Showing posts with label Image of the week. Show all posts
Showing posts with label Image of the week. Show all posts

Friday, 19 September 2008

Image of the week #3

Another one from the Suez Rift. This is my former colleague Chris Ott (hi Chris!), standing in front of a syn-rift boulder conglomerate containing various pre-rift and syn-rift clasts (the one to the right of Chris is probably a Precambrian basement basalt clast). These are actually some of the smaller clasts in the conglomerate: lower down in the same unit there are limestone blocks that are several tens of metres across, which makes mapping in the area "interesting". The unit is in the steeply dipping limb of a fault-propagation syncline in the hanging wall of a major block-bounding normal fault that was active during deposition. It is interpreted as a debris flow triggered by slope collapse.

Friday, 12 September 2008

Image of the week #2

This is from my PhD thesis. Although at first sight it probably looks like a cross-section through a fold/thrust belt, the scale is somewhat different. It's actually a scan of a large thin section. The folds and thrusts are a small-scale slump in finely interbedded sandstone and mudstone of the Albert Formation of New Brunswick, Canada. The base of the slump cuts down through the underlying stratigraphy from left to right. Having measured up a large number of folds in similar slump beds, I found that the palaeoslope was roughly perpenicular to the local faults. So these slumps may have formed during fault-induced slope instability.

Friday, 5 September 2008

Image of the week #1

This is an idea that I've blatantly stolen from the Clastic Detritus blog. Each Friday I'll put up an image: probably mainly field photographs, but also computer-generated images and such like from my digital outcrop mapping research.

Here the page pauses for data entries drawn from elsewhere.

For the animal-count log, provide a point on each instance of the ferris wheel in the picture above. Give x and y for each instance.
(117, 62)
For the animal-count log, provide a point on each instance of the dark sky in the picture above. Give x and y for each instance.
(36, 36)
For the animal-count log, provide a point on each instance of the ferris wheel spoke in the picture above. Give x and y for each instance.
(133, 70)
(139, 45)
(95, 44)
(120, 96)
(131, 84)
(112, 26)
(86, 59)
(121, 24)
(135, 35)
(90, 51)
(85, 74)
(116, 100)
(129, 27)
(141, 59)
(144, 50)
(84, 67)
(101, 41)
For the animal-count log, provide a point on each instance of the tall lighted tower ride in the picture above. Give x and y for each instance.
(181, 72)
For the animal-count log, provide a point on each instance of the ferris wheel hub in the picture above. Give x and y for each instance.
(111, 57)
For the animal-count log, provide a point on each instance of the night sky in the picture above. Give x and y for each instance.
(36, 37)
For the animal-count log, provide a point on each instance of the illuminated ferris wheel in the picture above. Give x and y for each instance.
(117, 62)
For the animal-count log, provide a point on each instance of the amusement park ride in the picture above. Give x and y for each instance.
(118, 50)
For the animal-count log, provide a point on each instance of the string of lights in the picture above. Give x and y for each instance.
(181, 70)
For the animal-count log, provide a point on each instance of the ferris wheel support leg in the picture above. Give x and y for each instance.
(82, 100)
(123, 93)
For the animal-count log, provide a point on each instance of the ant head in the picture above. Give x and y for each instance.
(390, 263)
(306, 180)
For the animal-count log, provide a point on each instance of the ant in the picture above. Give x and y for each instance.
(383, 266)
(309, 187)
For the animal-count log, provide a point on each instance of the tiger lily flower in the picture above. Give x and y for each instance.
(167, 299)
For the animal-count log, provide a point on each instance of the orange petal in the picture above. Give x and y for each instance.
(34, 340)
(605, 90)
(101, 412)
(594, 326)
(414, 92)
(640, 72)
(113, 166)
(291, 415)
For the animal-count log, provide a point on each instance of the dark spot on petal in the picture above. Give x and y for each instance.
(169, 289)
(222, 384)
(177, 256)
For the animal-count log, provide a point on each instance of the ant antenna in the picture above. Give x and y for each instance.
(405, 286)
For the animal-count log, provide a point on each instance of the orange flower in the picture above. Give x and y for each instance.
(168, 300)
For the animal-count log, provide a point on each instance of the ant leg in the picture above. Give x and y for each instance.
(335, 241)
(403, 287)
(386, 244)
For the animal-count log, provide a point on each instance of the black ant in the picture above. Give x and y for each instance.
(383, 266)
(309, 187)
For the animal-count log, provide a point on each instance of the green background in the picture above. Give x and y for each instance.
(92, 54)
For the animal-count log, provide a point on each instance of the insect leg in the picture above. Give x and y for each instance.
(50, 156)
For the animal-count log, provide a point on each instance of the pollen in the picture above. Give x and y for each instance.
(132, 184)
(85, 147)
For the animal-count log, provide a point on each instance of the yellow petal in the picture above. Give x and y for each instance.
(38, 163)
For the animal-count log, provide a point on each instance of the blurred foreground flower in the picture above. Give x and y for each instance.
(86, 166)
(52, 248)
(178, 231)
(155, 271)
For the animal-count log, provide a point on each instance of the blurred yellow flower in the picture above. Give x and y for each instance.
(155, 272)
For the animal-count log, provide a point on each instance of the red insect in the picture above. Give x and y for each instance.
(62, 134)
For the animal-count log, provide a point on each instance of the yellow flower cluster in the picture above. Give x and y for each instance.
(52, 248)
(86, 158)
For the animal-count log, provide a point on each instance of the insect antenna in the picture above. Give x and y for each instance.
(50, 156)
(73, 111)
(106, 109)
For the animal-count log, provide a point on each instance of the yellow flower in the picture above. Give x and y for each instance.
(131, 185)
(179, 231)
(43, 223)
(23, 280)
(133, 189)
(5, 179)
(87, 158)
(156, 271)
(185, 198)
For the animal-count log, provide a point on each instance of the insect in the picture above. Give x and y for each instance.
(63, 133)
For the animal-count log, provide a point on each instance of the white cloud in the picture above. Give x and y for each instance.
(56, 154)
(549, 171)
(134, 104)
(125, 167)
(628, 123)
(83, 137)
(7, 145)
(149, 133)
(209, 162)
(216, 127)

This week's image is a nice example of a fault zone from the Suez rift, Egypt (There will probably be a lot of images from Egypt in this series). This is the Nukhul fault, juxtposing Cretaceous chalk of the pre-rift Sudr Formation against the syn-rift Miocene Abu Zenima and Nukhul formations. A sliver of Eocene pre-rift Darat Formation is caught between the paired slip surfaces of the main fault zone, and is internally deformed. In the hanging wall of the main fault zone (to the right), a series of minor faults occur in a damage zone about 50 m wide. The minor faults tip out downward, with one fault showing a duplex pattern near its tip as it merges into bedding.